According to the filmmaker, there is an overriding perception that women of that particular race are more docile and make for obedient life partners, a stereotype that is offensive and often untrue.
Indeed, according to Goal Auzeen Saedi, a post-doctoral fellow in counseling at Stanford University, the dominant perception is that women from Asia are ‘submissive’.
In a 2011 Psychology Today article, Dr Saedi explained that the men who desire Asian women–most of them Caucasians themselves–are sending an ‘underlying message about power, dominance and white privilege’.
It is exactly that attitude that Ms Lum sought to expose in her debut feature-length film.
‘Every Asian-American woman knows exactly what I am talking about,’ she said. ‘Men come up to you in a way that really looks like a stare, which lasts a bit longer than it should.
‘You can feel it,’ she continued. ‘It’s like they are looking through you.’
In the film, Ms Lum follows the lives of Steven, a twice-divorced 60-year-old on the hunt for an Asian bride, and Sandy, the Chinese woman half his age whom he meets on the internet and ultimately marries.
According to the website for the documentary, Steven first became interested in Asian women after witnessing the success of his son’s marriage to a Japanese immigrant.
The 60-year-old, who works as a garage attendant at the San Francisco airport, spent years looking through mail-order catalogs and dating websites, trying to find the perfect mate.
‘Over the course of the last five years there must be hundreds of different girls from China that I’ve been writing to,’ he explains in a trailer for the movie.
Finally, Steven meets Sandy–a 30-year-old factory worker who grew up on a tea farm in the remote mountains of China.
He flies out to Sandy’s home country to meet her, and two weeks later he returns to California with Sandy in tow, after she agrees to marry him.
‘I’m happy as a clam,’ he says in the trailer with a boyish grin as he introduces his fiancee to the film director.
But while Steven has fulfilled his fantasy by having a relationship with an Asian woman, the couple soon begins to struggle to communicate, since Sandy’s English is basic and Steven doesn’t speak a word of Chinese.
The trailer shows them bickering, with neither able to understand the other. ‘What?’ Steven yells to Sandy at one point. ‘Speak in English!’
Ms Lum, who speaks Chinese, becomes a translator and mediator as both Sandy and Steven turn to her to resolve their issues.
Steven admits to the filmmaker: ‘[Sandy] has read a lot of things to me in Chinese.
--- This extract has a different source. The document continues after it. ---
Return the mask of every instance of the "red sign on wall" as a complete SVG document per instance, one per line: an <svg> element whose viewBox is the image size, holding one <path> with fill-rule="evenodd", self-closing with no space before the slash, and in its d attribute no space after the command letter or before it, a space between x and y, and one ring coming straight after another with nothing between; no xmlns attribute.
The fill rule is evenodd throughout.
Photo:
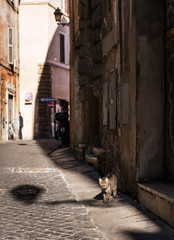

I feel comfortable with it, but I have no idea what she’s saying.’
Ultimately though, their relationship works after Steven realizes that he can love Sandy despite her fiery temper, a trait which contradicts the stereotypical picture of an Asian female.
Today, Sandy and Steven have been happily married for four years.
‘[Steven’s] obsession with any Asian woman has been replaced with a real-live Sandy,’ explains Ms Lum, who admits that her own preconception of Steven was perhaps just as bad as those she sought to debunk about Asian women.
Still, Ms Lum said she hopes the film will start a conversation about negative categorizations in general – including those involving men like Steven.
‘The story is about expectations and stereotypes, which are very related,’ she said. ‘Stereotypes about white guys, and expectations going into a relationship.’